THE READING ROOM: A Brain Science View of Loving Music
When you listen to music, what aspect of it appeals most to you? Do you listen to the lyrics of songs, or are you attuned more to the melody, following the opening melodic notes as they course through the verses and elevate the chorus? Do you listen over and over to that ethereal background vocal in the final verse of James Carr’s “Dark End of the Street,” or are you listening for tinkling keys that lay the sonic foundation of a song or piercing lead guitar runs that dance around crunchy rhythm guitars?

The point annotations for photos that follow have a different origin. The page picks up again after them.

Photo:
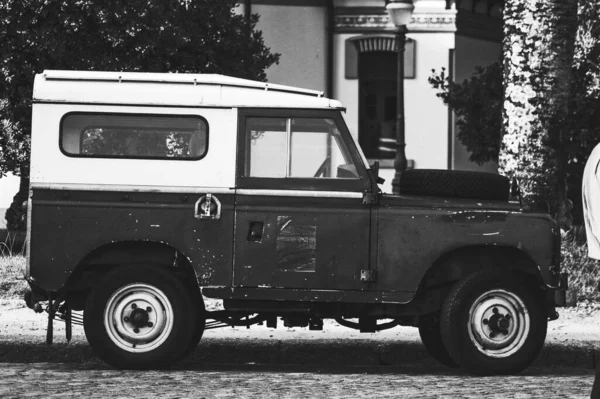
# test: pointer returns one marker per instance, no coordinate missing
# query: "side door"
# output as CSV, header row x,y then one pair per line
x,y
300,217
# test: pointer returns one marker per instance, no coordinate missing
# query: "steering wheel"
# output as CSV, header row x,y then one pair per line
x,y
322,168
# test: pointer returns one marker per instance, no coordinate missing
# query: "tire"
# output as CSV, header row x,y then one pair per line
x,y
493,323
455,183
145,300
431,336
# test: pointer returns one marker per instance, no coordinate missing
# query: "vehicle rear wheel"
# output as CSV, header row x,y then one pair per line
x,y
431,336
140,317
493,323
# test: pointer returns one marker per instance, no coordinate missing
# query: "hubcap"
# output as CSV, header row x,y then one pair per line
x,y
138,318
498,323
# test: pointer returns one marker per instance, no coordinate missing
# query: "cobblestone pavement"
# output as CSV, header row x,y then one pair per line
x,y
284,363
53,380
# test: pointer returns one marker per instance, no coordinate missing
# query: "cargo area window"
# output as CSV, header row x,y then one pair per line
x,y
296,148
100,135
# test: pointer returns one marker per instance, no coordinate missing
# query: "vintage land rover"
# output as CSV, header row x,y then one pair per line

As neuroscientist and record producer Susan Rogers — she was the chief engineer for Prince’s Purple Rain — points out in her euphonious book, This Is What It Sounds Like: What the Music You Love Says About You, “music activates our mind wandering network — and our personal self — more easily and fully than any other art form.” With the deep passion of a lifelong listener and as a scientist interested in how the physical networks of the brain receive and process music, Rogers, with co-writer and fellow neuroscientist Ogi Ogas, dives deep into brain science and music in clear, accessible, and entertaining prose. They demonstrate that we all have a listener profile, and the “qualities of every record [we] hear can be mapped onto the dimensions of [our] listener profile.”
When we listen to the same song as a friend, why do we often describe the song differently? Rogers contends that it’s because the patterns that shape our individual listener profiles are different. “These divergent reactions are not due primarily to your level of musical training, your circle of teenage friends, or even the year you were born. The music that delivers the maximum gratification to you is determined by seven influential dimensions of musical listening: authenticity, realism, novelty, melody, lyrics, rhythm, and timbre … The dimensions of your listener profile serve as distinctive routes through which your body and brain can fall in love with a piece of music.”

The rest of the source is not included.